There are four categories: Big Picture, Internal Risks, Client Risks, Practices. Each dimension within these categories gets a score on a three point scale: Red (poor), Yellow (Ok), and Green (good). Each week during our retrospectives, the team updates the report card. More than giving ourselves a grade, it's a tool that prompts introspection and growth, and helps us keep having the right conversations.
These are the high-level items, if all we did was score these things it would tell us a lot about the health of a project.
- Customer Confidence: If we were the customer, how confident would be be in DevMynd's ability to execute this iteration? Do we still feel good about having selected DevMynd for this work?
- Team Enjoyment: How much fun are we (DevMynd) having on this project? How much are we learning? How much do we enjoy the client and the work?
- Product Quality: Do we feel that we are delivering a quality product? Is code quality high? Are we proud of what we're delivering?
- Delivered Value: This one is a bit more abstract. Delivered value can be in a number of different areas: business value, value to the client as a whole, value to the client's dev team (are we teaching them a bunch), etc. At a high level, are we delivering value at our full potential?

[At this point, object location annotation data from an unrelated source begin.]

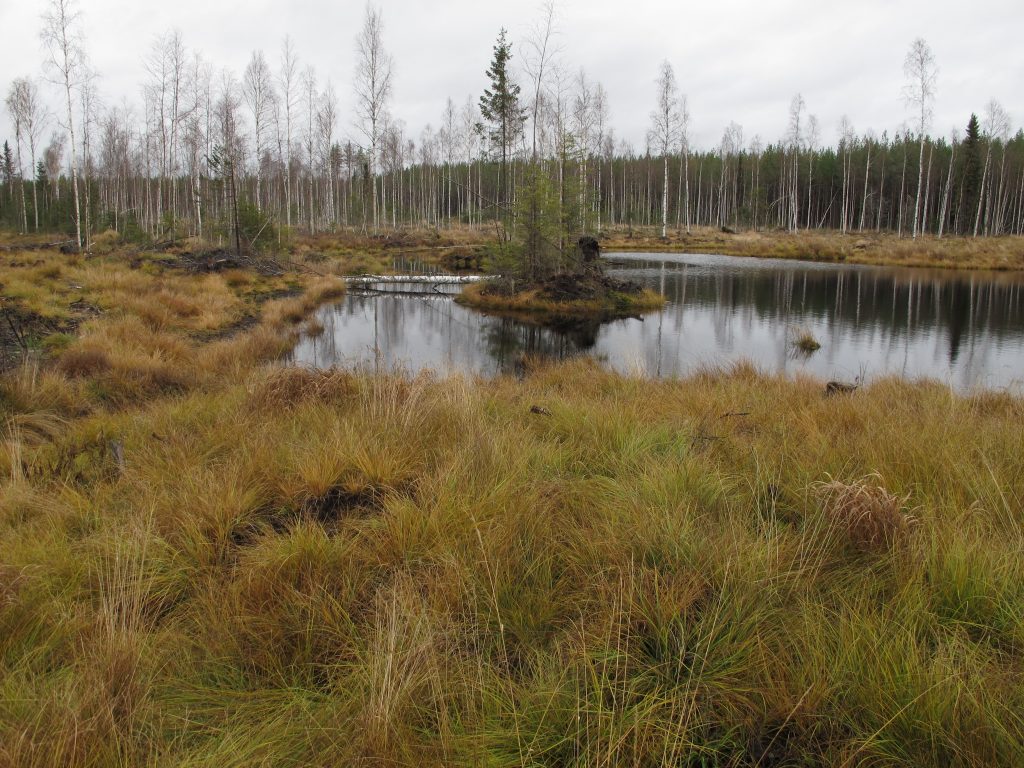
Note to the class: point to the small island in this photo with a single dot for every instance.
(580, 292)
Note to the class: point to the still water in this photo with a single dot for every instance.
(965, 329)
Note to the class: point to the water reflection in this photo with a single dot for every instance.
(966, 329)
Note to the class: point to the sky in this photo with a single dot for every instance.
(738, 60)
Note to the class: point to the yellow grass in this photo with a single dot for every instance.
(207, 558)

- Value Received: This is the opposite of the previous one, how much value is this project bringing back to DevMynd? This doesn't necessarily mean how much revenue is it bringing in, though that is a part of it. It could be related to the prestige of the client, how challenging/satisfying the project is, whether we see future work with this customer, etc.
These are risks to DevMynd, and we like to share these with customers because it keeps everyone honest. If our team or leadership are feeling shaky about a project or a client, we should be figuring out why. This frequent risk assessment helps us to have those discussions.
- Reputation: As a services firm reputation is everything, is DevMynd's reputation in any danger from either actual issues or poor perception?
- Legal: What is DevMynd's exposure in the unlikely circumstance that something really goes awry, e.g. data or information breach, serious malfunction causing damage to person or property, etc. We like to track this because it helps us have honest, direct conversations with customers about how we're mitigating these things for ourselves, which in turn mitigates them for the customer.
- Revenue: While we don't want our customers to really care too much about DevMynd's internal operations, we are a business and need to collect revenue. We like to periodically assess the risk of each project to DevMynd's cash-flow. Is the customer paying on time? Do we know of anything that puts future statements of work in jeopardy?
- Attrition: On particularly challenging projects we like to ask the question: are folks on the DevMynd team burning out and at risk of attrition?
Just like there are risks to DevMynd, we want to flip the table around and look at the project from a customer's perspective. Building this kind of empathy for the stakeholders helps us to detect and deal with issues early, sometimes before a client even brings them up.
- Engagement: It is critical to success for the team to maintain a high level of engagement with the client stakeholder. Do we have enough face time? Is the client attending standup? Are we getting enough support for story writing and requirements?
- Budget: Every project has a budget, from startup to enterprise. We review where we're tracking against a client's budget and evaluate what we can do to stay on track.
- Timeline: Most projects have some calendar milestones. How are we tracking to those milestones? Are we doing a good job of setting expectations, are we meeting them?
- Visibility: Does the client have enough visibility into the project, team, and process?
- Maintainability: Can the client effectively maintain the code base that we're building? Are we adequately transferring knowledge? Do they have the skills?
Having delivered dozens of projects, we've learned the practices that help us deliver high quality, on-time, and on-budget. This is a simple checklist of some of those things. We like to assess each week if we're doing them, and doing them well.
- Pair Programming: Are we pairing enough?
- Code Review: Do we need to do more code review? Should we employ pull-request reviews?
- Automated Testing: Is the test suite solid? Do we need more functional tests? Is the client-side being covered adequately?
- Communication: Is communication working smoothly? Too much email? Not enough chat? Are we getting enough face-time with the customer?